La future raffinerie devrait produire jusqu’à 1,2 million de tonnes d’alumine par an. Le coût global du projet est estimé à 1,68 milliard de dollars, dont 1,12 milliard consacrés aux infrastructures de raffinage.
Dans sa communication, la présidence affirme que ce programme « s’inscrit pleinement dans la vision du Programme Simandou 2040 », qui prévoit la création de cinq raffineries d’alumine en Guinée d’ici 2030 afin de réduire l’exportation brute de la bauxite et augmenter la valeur ajoutée locale.
Ce projet devient ainsi la troisième raffinerie officiellement engagée dans le pays depuis l’indépendance, après les projets menés par SPIC, dont l’entrée en service est annoncée pour 2027, et Winning Consortium Alumina Guinea, attendu en 2028.
Au-delà de l’exploitation industrielle, l’accord prévoit également un important volet formation.

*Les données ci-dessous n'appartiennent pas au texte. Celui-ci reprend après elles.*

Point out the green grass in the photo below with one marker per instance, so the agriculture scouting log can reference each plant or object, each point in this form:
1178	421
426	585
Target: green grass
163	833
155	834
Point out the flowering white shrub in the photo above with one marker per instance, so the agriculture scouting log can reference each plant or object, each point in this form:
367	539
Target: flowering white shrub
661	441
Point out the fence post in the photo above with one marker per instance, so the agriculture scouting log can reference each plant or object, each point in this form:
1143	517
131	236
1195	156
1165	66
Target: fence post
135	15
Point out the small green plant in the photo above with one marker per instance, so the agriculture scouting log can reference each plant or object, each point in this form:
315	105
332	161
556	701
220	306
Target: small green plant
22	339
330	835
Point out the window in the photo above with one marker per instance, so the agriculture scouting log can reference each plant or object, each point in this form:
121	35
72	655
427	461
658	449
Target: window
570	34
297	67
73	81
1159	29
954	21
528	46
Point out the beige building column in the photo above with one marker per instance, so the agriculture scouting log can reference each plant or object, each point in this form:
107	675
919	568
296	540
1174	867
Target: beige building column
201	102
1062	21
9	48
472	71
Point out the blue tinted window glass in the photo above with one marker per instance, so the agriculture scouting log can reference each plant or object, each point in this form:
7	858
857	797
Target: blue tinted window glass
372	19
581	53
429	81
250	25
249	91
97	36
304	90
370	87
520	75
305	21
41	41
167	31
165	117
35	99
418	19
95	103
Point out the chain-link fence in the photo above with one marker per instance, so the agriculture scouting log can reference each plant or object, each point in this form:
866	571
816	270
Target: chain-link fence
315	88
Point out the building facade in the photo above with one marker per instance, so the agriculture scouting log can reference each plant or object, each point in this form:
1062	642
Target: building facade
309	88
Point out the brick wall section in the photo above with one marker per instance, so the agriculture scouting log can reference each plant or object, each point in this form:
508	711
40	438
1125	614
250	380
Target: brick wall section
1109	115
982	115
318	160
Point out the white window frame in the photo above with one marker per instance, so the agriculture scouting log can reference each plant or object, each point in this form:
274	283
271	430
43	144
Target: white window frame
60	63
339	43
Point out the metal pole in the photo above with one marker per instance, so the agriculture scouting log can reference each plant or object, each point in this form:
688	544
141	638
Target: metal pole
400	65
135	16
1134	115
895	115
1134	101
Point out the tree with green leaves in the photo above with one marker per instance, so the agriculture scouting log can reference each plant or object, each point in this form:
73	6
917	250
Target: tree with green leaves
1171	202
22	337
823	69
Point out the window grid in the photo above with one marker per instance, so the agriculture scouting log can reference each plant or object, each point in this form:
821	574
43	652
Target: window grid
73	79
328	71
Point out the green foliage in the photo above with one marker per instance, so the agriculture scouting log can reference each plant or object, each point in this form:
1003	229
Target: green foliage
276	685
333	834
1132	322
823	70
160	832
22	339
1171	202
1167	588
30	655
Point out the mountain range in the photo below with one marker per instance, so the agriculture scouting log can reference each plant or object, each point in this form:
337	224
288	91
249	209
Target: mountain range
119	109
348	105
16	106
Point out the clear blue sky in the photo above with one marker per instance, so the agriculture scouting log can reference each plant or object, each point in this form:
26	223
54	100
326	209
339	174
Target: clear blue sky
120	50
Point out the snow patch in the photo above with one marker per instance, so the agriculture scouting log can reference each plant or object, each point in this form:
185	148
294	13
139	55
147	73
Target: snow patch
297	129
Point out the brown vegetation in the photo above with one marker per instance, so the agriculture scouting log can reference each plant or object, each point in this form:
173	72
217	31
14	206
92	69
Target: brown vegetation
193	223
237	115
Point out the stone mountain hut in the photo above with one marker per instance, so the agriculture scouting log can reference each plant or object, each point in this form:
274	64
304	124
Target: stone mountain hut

Selon les autorités, 500 bourses d’études seront accordées sur une période de vingt ans dans des filières techniques et industrielles. Le projet inclut aussi la construction d’une école d’ingénieurs et de formation technique capable d’accueillir jusqu’à 100 étudiants par filière chaque année.
Premier producteur mondial de bauxite, la Guinée cherche désormais à transformer davantage ses ressources sur place afin de créer plus d’emplois qualifiés et renforcer les revenus issus du secteur minier.